Carbone 14
Céleste Joly
Valérie Lenders
Hélène Rist
Parmi les formes que peut prendre le carbone, l’isotope 14 est l’exception. Rare, instable, dangereusement radioactif, il est absorbé par le vivant depuis que la vie est vie et se dégrade avec constance depuis que la mort est mort. Par la mesure de ce qu’il reste de lui - la perte de sa dangerosité, on donne un âge à l’objet dans lequel il est retenu prisonnier : le temps est mesuré à l’aulne de l’offensif devenu inoffensif, la trace d’une instabilité passée, d’un danger écarté.

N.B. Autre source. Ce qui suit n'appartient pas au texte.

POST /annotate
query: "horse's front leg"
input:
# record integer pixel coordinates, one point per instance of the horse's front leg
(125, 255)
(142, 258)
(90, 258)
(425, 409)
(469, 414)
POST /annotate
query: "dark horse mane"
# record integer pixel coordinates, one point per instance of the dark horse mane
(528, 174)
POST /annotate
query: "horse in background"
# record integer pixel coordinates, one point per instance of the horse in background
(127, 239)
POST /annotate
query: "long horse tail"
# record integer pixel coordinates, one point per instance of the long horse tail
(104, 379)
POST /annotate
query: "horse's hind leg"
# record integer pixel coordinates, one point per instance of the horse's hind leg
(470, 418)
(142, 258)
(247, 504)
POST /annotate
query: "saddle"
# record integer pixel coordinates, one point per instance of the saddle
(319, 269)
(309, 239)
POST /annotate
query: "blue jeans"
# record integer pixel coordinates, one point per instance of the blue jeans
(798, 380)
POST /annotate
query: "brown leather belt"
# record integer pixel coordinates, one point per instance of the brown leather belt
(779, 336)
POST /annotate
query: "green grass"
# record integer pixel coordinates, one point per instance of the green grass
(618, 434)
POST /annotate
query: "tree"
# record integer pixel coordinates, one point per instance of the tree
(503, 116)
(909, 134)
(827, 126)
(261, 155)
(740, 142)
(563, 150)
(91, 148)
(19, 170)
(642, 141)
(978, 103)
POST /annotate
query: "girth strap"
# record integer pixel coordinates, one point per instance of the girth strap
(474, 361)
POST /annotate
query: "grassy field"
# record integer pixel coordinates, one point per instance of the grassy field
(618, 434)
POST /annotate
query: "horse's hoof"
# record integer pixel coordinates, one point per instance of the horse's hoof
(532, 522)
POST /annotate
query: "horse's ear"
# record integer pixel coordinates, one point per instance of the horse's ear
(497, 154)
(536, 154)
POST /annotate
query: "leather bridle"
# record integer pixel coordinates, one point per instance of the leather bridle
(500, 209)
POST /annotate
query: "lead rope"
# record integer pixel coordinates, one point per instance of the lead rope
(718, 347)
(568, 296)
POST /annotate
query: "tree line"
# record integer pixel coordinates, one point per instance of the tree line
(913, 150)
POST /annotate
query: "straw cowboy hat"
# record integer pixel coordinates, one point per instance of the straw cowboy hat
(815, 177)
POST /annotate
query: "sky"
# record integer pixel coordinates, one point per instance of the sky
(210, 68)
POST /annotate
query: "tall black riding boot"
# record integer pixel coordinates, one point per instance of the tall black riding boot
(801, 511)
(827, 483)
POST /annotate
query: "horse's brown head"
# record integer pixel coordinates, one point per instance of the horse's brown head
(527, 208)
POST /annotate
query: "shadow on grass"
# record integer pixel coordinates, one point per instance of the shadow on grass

Dans une incarnation de l’idée d’un objet qui sort de l’anodin pour toucher au mystère, le travail d’Hélène Rist s’inspire de formes archaïques, monolithes, fétiches, anthropomorphes, zoomorphes ou amorphes (dans l’acception géologique du terme). Ces informes lient la céramiste à un temps lisible à l’échelle de l’humanité, celui d’une mémoire préhistorique, mais également à la chronologie d’une vie, débusquant la mémoire de l’enfance. En écho, les œuvres de Valérie Lenders explorent le registre mnémonique : les fleurs de céramique des couronnes mortuaires sont figées dans un état de non-vie qui les rend immortelles, mais elles encadrent des miroirs qui nous renvoient à nos respirations, à nos cœurs qui battent. Avec plus de curiosité que de nostalgie, les motifs floraux de ses tableaux empruntent aux papiers peints déchirés leur indiscrétion passée, et l’on brûlerait d’entendre ce qu’ils ont vu du temps de leur jeunesse. Pour Céleste Joly, les choses ont, elles-aussi, une existence propre. A l’aide du dessin, elle spécule sur les trajectoires possibles des objets dans les espaces domestiques, sur les relations entretenues entre eux et avec eux. Parmi ceux-ci, la peluche tient un rôle primordial. Chargée d’un animisme d’une grande intensité, elle est à la charnière entre vivant et non-vivant tant que l’enfant qui la possède et la chérit y croit, tant qu’il en a besoin.
Ainsi sacralisés, enrôlés, les objets montrés par les trois artistes témoignent – comme le fait chimiquement le carbone 14 – que la mort est dans la vie, que la vie est dans la mort.